Jose Ignacio Gavara
31 January 2021
This presentation is part of the Final Project of the Coursera Data Science Capstone course. The final project consists of two parts:
The purpose of the app is to predict the next word in a text that a user has entered a part of. The app works with data from files contained in Swiftkey.zip, which is larger than 0.5 gb.
A sample of 1% of files has been taken, since the files are very large and would slow down computing time a lot, and I have created a single file (Corpus) that will be divided into three others that will make up the database from which the app will predict the next word in the combination of words entered in the input box.
The app uses an algorithm based on n-grams. An n-gram is a combination of n items, in this case words.
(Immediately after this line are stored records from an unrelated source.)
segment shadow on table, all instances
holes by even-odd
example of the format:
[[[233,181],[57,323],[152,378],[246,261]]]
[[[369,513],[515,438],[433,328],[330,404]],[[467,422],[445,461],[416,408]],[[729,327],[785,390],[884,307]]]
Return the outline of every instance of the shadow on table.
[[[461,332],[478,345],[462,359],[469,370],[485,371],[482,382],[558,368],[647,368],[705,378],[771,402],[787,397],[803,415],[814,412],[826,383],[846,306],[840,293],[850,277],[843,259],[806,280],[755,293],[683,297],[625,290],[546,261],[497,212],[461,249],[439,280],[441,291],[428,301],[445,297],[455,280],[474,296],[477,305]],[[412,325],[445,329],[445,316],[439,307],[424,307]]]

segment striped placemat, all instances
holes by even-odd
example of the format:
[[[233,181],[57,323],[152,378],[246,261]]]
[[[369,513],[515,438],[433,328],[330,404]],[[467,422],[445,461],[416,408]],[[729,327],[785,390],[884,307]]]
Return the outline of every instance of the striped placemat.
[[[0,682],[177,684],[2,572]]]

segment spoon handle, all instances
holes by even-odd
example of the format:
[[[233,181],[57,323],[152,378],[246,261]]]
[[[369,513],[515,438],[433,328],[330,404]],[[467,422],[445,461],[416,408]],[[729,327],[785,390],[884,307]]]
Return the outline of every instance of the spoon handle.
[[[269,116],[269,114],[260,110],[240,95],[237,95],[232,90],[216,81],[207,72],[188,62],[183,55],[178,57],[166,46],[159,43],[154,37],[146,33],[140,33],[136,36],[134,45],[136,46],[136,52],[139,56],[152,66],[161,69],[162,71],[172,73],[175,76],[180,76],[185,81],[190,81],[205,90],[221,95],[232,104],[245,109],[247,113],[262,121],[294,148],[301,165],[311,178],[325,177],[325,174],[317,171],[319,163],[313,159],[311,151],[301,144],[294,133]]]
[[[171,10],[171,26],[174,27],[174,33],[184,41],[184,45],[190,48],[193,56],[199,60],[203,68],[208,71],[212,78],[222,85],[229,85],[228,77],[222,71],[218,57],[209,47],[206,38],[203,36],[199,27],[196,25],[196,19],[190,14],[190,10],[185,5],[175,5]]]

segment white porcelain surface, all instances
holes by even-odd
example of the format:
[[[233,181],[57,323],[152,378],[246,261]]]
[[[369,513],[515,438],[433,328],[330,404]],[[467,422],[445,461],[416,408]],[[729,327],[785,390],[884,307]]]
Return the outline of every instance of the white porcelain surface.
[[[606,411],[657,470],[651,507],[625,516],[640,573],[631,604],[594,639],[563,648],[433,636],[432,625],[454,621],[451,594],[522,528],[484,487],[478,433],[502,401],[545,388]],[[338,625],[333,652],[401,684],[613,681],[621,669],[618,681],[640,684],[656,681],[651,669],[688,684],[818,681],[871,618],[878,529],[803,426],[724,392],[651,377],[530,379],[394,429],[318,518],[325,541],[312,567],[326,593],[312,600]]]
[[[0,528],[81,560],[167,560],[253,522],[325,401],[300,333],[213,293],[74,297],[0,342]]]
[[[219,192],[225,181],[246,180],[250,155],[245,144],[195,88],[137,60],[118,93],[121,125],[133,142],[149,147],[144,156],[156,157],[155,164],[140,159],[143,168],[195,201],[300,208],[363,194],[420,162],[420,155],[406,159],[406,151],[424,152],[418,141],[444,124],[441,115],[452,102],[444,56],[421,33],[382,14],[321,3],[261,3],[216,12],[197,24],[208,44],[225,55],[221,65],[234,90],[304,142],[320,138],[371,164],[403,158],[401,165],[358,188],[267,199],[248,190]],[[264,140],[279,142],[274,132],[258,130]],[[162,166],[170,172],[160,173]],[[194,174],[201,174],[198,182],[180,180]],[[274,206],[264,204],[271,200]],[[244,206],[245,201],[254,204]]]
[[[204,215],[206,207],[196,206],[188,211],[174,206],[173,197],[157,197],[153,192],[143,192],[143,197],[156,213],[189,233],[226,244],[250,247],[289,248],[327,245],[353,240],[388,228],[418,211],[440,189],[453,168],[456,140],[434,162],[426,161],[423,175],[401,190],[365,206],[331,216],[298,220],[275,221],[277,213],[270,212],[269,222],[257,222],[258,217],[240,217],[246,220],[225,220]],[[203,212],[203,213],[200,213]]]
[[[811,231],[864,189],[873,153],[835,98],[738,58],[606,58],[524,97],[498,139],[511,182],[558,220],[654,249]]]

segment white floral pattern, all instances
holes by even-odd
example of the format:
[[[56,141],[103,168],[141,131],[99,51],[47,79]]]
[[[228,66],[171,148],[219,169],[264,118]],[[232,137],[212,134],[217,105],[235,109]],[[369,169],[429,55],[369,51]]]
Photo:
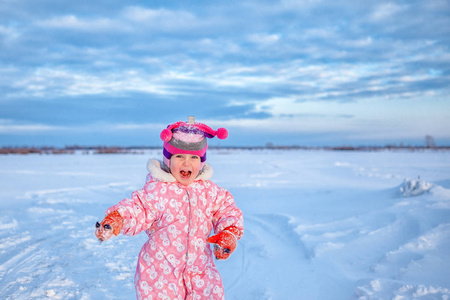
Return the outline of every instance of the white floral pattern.
[[[243,232],[242,212],[232,195],[209,180],[183,186],[151,173],[147,179],[131,199],[107,210],[121,214],[123,234],[148,234],[136,268],[138,299],[224,299],[206,240],[212,230],[228,226]]]

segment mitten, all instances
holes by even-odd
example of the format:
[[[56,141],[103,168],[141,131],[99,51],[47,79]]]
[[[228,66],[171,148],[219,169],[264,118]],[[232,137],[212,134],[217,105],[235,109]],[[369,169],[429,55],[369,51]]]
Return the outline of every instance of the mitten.
[[[222,232],[213,235],[208,242],[214,244],[214,255],[217,259],[227,259],[236,249],[241,231],[234,226],[225,228]]]
[[[100,223],[95,224],[95,236],[100,242],[110,239],[113,235],[117,236],[122,230],[122,216],[117,211],[108,214]]]

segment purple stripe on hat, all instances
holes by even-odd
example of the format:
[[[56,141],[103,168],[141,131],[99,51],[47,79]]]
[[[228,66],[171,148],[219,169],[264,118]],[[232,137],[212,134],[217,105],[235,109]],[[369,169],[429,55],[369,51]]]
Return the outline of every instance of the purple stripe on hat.
[[[167,151],[166,148],[163,148],[163,154],[167,159],[170,159],[172,157],[172,153],[170,153],[169,151]]]
[[[212,134],[209,134],[209,133],[207,133],[205,131],[202,131],[202,130],[200,130],[198,128],[195,128],[195,127],[184,127],[184,126],[181,126],[181,127],[178,127],[178,128],[175,128],[175,129],[172,130],[172,132],[177,132],[177,131],[181,131],[183,133],[199,134],[199,135],[202,135],[202,136],[207,137],[207,138],[213,138],[214,137]]]

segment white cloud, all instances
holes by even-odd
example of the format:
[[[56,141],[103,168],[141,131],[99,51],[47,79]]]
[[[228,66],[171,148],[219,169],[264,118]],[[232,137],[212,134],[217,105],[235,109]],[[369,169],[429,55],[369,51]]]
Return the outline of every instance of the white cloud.
[[[0,119],[0,134],[32,134],[49,132],[116,132],[116,131],[159,131],[165,128],[163,123],[105,123],[96,122],[85,125],[55,126],[33,122],[16,122],[10,119]]]
[[[65,128],[62,126],[52,126],[40,123],[19,123],[9,119],[0,119],[1,134],[20,134],[55,130],[65,130]]]
[[[269,2],[270,3],[270,2]],[[303,1],[298,1],[298,0],[282,0],[278,3],[277,6],[279,6],[281,9],[283,9],[284,11],[309,11],[310,9],[319,6],[321,4],[324,4],[323,0],[303,0]],[[272,4],[270,4],[270,6],[274,6]],[[277,8],[272,8],[273,9],[277,9]]]
[[[256,44],[270,45],[278,42],[280,36],[278,34],[255,33],[251,34],[248,39]]]
[[[203,38],[183,43],[188,49],[195,49],[198,53],[205,53],[207,57],[224,57],[228,54],[239,55],[243,49],[232,40]]]
[[[36,25],[55,29],[72,29],[88,32],[119,30],[122,28],[116,21],[108,18],[85,19],[75,15],[57,16],[48,20],[40,20]]]
[[[373,21],[379,22],[394,17],[399,12],[405,9],[404,6],[396,3],[382,3],[380,4],[371,15]]]
[[[162,130],[167,127],[167,124],[162,123],[129,123],[129,124],[108,124],[105,126],[105,128],[102,128],[101,130],[110,130],[110,131],[116,131],[116,130]]]
[[[308,39],[336,39],[339,38],[339,35],[336,32],[335,27],[320,27],[320,28],[306,28],[301,34],[298,34],[299,39],[308,40]]]
[[[342,45],[347,47],[365,48],[373,45],[373,39],[368,36],[357,40],[346,40],[342,42]]]
[[[143,92],[158,95],[176,94],[157,78],[132,70],[115,74],[91,74],[65,68],[39,68],[13,83],[18,95],[34,97],[120,95]]]
[[[4,41],[11,42],[18,39],[20,36],[21,33],[17,28],[0,25],[0,37]]]
[[[143,30],[182,30],[197,27],[199,20],[187,11],[172,11],[164,8],[150,9],[138,6],[127,7],[123,18],[144,26]]]

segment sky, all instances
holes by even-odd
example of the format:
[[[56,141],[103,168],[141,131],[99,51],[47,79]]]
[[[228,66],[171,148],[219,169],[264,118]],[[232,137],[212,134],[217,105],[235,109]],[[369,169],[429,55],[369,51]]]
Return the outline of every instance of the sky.
[[[0,0],[0,147],[450,145],[450,1]]]

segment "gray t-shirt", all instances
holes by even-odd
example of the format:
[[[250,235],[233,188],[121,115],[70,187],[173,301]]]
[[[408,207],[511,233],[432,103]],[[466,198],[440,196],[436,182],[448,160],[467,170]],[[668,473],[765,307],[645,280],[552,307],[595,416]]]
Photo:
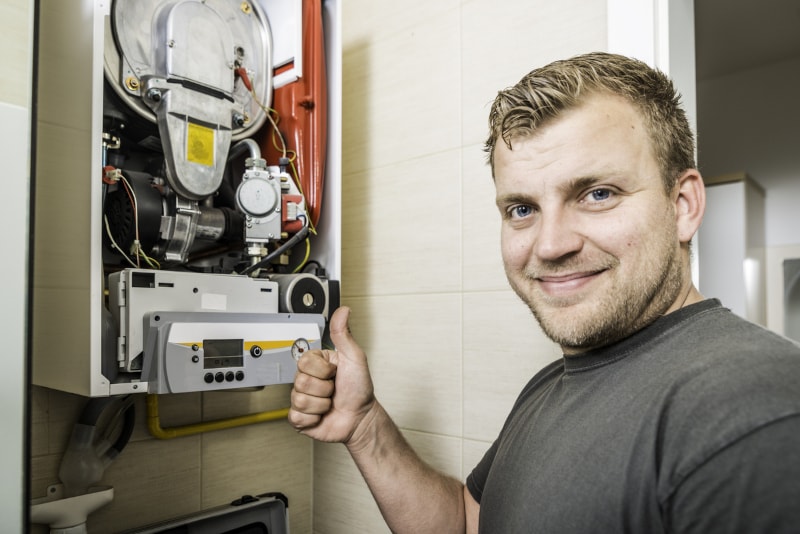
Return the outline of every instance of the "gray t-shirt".
[[[800,348],[706,300],[531,379],[480,532],[800,532]]]

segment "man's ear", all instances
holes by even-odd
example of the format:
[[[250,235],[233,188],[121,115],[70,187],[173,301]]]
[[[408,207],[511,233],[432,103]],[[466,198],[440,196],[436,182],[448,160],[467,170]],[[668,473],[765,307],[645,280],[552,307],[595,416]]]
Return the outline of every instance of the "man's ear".
[[[678,240],[688,243],[700,228],[706,211],[706,188],[697,169],[687,169],[675,184],[675,222]]]

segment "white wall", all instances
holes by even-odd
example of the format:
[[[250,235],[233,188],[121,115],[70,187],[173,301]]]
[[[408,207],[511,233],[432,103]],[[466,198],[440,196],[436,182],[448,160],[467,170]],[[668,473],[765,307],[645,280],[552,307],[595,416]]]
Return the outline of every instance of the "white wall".
[[[0,262],[0,517],[4,532],[22,532],[25,477],[26,315],[30,76],[33,2],[0,6],[0,162],[3,176],[3,260]]]

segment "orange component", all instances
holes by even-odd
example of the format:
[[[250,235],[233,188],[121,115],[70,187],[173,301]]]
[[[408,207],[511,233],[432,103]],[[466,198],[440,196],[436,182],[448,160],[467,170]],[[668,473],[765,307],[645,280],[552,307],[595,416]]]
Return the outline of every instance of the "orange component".
[[[327,91],[322,0],[303,0],[303,72],[299,80],[274,91],[272,107],[280,116],[278,129],[286,140],[287,150],[297,154],[295,168],[315,226],[325,183]],[[260,145],[267,163],[276,165],[281,153],[273,146],[271,127]]]

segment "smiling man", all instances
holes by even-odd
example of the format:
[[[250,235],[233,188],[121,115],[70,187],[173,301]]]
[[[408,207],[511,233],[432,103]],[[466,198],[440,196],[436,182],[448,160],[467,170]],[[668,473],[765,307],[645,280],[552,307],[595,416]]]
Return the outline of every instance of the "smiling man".
[[[346,445],[395,532],[796,532],[800,348],[692,284],[705,194],[670,80],[578,56],[489,123],[506,275],[563,357],[465,484],[403,440],[346,308],[337,350],[298,364],[291,423]]]
[[[506,274],[566,354],[702,299],[688,250],[701,178],[687,168],[665,190],[632,104],[599,92],[507,142],[493,153]]]

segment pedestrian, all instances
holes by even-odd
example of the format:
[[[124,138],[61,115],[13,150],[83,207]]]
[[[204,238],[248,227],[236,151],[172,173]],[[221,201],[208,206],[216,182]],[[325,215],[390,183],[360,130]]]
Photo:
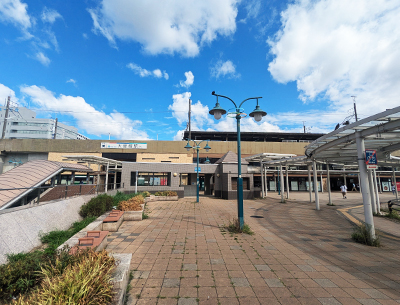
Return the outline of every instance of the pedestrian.
[[[342,184],[342,186],[340,187],[340,190],[342,191],[342,196],[343,199],[346,199],[346,194],[347,194],[347,186],[345,186],[344,184]]]
[[[396,195],[396,185],[394,183],[392,183],[392,192],[393,195]]]
[[[353,188],[351,189],[352,192],[357,192],[356,184],[353,183]]]

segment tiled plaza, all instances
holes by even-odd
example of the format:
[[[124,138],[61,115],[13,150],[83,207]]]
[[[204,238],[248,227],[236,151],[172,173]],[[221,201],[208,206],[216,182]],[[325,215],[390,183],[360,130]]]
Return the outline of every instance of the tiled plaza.
[[[320,211],[308,193],[245,201],[252,236],[223,228],[236,201],[152,202],[149,218],[124,222],[107,250],[133,253],[128,304],[399,304],[400,223],[375,217],[382,247],[354,243],[339,209],[362,218],[361,194],[347,198],[334,193],[327,206],[320,194]]]

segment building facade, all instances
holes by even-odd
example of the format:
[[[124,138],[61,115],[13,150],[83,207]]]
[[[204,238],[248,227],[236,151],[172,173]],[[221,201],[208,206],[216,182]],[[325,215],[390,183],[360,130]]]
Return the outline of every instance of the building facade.
[[[4,139],[72,139],[87,140],[78,129],[54,119],[36,118],[36,113],[25,107],[0,108],[0,132],[4,129]]]

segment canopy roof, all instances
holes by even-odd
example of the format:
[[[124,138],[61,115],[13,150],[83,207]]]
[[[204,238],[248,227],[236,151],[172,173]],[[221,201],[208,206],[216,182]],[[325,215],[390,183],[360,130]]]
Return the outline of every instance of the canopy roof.
[[[0,210],[12,205],[34,191],[35,187],[64,171],[92,172],[93,170],[81,164],[35,160],[0,175]]]
[[[357,164],[356,132],[366,149],[376,150],[380,166],[400,164],[399,158],[390,155],[400,149],[400,107],[332,131],[306,146],[305,154],[322,162]]]
[[[87,163],[87,164],[98,164],[98,165],[109,165],[110,169],[113,171],[121,171],[121,168],[117,168],[117,166],[122,166],[122,161],[92,156],[92,155],[75,155],[75,156],[63,156],[65,161],[76,161],[78,163]]]

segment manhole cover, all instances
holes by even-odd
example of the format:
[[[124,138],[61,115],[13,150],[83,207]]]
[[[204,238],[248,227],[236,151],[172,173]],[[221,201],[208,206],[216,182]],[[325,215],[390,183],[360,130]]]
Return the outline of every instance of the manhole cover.
[[[257,216],[257,215],[252,215],[250,217],[253,217],[253,218],[264,218],[264,216]]]

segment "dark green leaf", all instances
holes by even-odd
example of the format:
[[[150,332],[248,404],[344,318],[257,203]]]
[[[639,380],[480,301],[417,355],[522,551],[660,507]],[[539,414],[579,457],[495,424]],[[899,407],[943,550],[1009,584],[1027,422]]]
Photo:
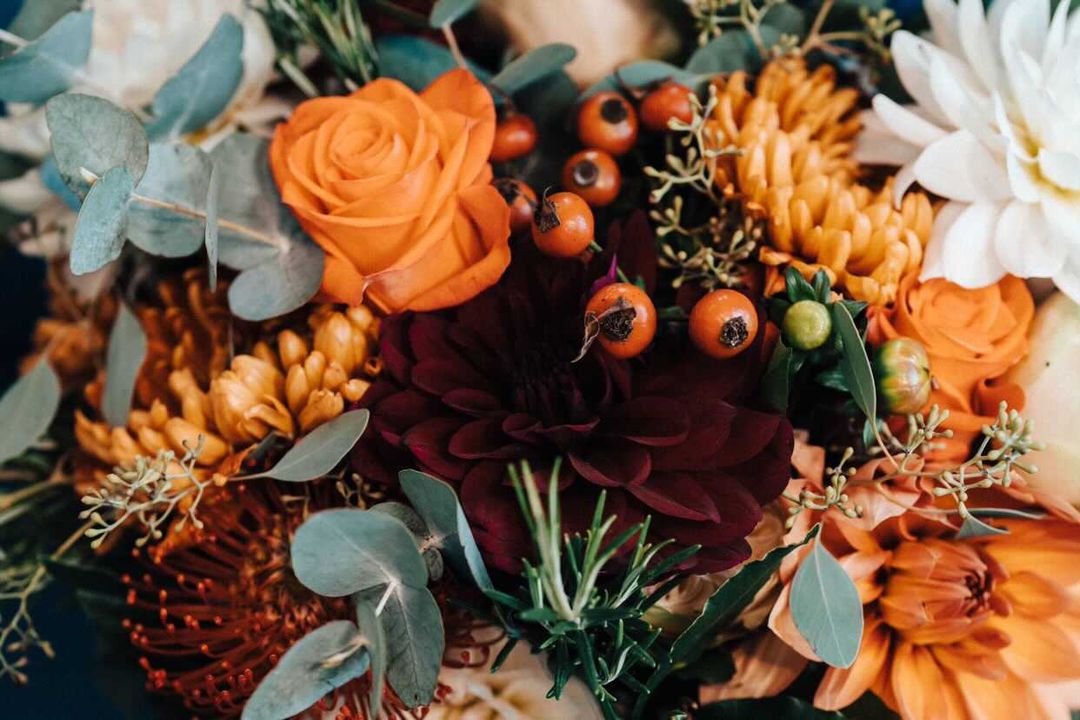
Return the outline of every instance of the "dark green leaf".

From the corpus, three files have been generated divided by the n-gram of the that these files contain (two, three and four words), to make the prediction more efficient. Depending on the number of words entered by the user, the algorithm starts looking in one or another file, continuing in descending order of n-grams if it does not find a result in the first file.
The application is available at this link: https://jigavara.shinyapps.io/wordpredictor/
The user enters one or more words.
If the user does not enter any words, the app returns the prediction “NULL”
If the app does not find any combination of words In the files that matches the input, the app will return “the”, as this is the most common word.
In the remaining cases, the app will return the next word that continues in the corpus the combination of words entered by the user.
The app is a “proof of concept” that can serve as the basis for more sophisticated applications that would use larger databases. These applications would be very useful for Internet search engine users from both PC and smartphone, as well as for users of instant messaging or e-mail applications.